Her succinct reply was the password to the English site. I immediately put a note in the sidebar—“This blog is the work of volunteer translators, please help us”—the plural “us” reflecting my optimism that help would come.

And it did. From an American student of Spanish who became my co-translator for many months, from a Cuban-Canadian, a Cuban-Spaniard with an American mother, an American who’d gone to Cuba in 1971 to cut sugar cane for Fidel’s Ten Million Ton Harvest but who went now with cash stuffed in her bra to help young people escape, a Cuban-American with a degree in comparative literature, a college student in Miami whose father spent 14 years in Castro’s prisons. Even my daughter helped out.

Soon the English site became a focal point for other languages, as volunteers from around the world filled my inbox: a retired psychiatrist in Brazil; an attorney in Amsterdam; a furniture-store owner in Japan; students in Portugal, Finland and Korea; a professor in Romania who set all his students to work: they all joined translators already working in Polish, German, French, and other languages.

As Yoani expanded the Cuban blogosphere, the translators were determined to support these new voices.
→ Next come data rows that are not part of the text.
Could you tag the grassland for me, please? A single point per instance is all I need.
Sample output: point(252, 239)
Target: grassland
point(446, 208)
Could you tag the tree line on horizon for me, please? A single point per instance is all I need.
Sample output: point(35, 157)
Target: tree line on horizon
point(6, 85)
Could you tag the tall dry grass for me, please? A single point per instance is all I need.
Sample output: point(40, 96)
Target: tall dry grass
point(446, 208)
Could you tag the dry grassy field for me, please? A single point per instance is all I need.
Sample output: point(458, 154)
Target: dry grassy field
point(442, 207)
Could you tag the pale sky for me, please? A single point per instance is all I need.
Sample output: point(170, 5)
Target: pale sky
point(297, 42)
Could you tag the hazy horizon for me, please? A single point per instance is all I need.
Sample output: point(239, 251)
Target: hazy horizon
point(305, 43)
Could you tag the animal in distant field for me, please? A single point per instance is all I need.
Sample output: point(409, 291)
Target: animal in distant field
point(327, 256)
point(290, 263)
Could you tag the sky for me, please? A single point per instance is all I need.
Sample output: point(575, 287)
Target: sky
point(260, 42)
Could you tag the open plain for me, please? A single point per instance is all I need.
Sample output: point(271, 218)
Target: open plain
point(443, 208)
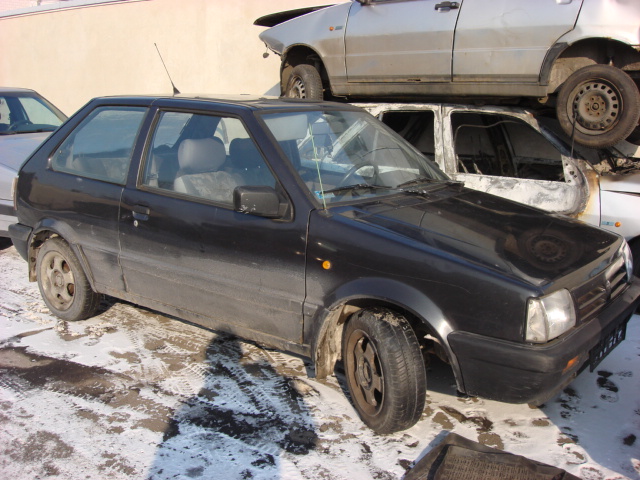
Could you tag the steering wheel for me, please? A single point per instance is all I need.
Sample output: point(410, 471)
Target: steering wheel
point(348, 178)
point(19, 123)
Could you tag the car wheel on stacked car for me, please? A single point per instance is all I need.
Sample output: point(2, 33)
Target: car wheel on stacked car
point(598, 106)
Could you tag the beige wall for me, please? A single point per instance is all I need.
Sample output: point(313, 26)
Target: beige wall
point(209, 46)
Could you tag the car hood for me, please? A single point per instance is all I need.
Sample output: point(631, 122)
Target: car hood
point(625, 183)
point(15, 149)
point(493, 233)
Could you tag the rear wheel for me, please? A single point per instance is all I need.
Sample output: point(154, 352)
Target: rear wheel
point(304, 82)
point(385, 370)
point(599, 105)
point(62, 282)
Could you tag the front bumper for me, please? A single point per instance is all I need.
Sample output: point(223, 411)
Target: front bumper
point(20, 235)
point(524, 373)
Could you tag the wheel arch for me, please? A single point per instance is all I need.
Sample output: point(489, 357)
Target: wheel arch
point(297, 55)
point(563, 59)
point(48, 228)
point(427, 320)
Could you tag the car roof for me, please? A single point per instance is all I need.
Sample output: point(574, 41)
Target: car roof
point(15, 90)
point(252, 102)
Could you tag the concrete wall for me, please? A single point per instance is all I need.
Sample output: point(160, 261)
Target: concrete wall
point(73, 54)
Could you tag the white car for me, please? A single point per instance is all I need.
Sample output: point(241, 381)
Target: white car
point(512, 153)
point(582, 55)
point(26, 119)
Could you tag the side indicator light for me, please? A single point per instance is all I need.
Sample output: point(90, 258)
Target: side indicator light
point(570, 364)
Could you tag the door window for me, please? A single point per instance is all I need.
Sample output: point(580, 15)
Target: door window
point(204, 156)
point(101, 146)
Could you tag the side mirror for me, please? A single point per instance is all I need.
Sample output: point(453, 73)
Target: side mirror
point(260, 201)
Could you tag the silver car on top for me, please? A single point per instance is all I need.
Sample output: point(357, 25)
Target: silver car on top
point(26, 120)
point(581, 55)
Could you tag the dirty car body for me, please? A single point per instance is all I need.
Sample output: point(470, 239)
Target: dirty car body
point(314, 228)
point(582, 55)
point(26, 119)
point(524, 156)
An old friend and I worked to create a cooperative online translation site—HemosOido.com—where anyone can come and translate. In all, more than two hundred people have already helped spread the words of the Cuban bloggers around the world.

With the password to her website, Yoani also gave me the gift of her language, her island, her friends, and a network of people around the globe who believe that humans possess certain inalienable rights, one of which is to speak our minds freely and without fear.

To this day I have never met Yoani nor any of the other bloggers, and I have only met two of the translators. But I know about their lives, celebrate their graduations, congratulate them on their weddings, welcome their babies (and grandbabies) into the world, and am grateful for their friendships.

And I imagine a day in the not-too-distant future when we will all gather on Havana’s Malecon and sit side-by-side on that seaside wall, laughing about how different everyone is from whatever it was we expected and sharing the joy of being together in a free Cuba . . . all of us brought together by the promise that Yoani made to herself just a few years ago: To live—in Cuba—as a free person.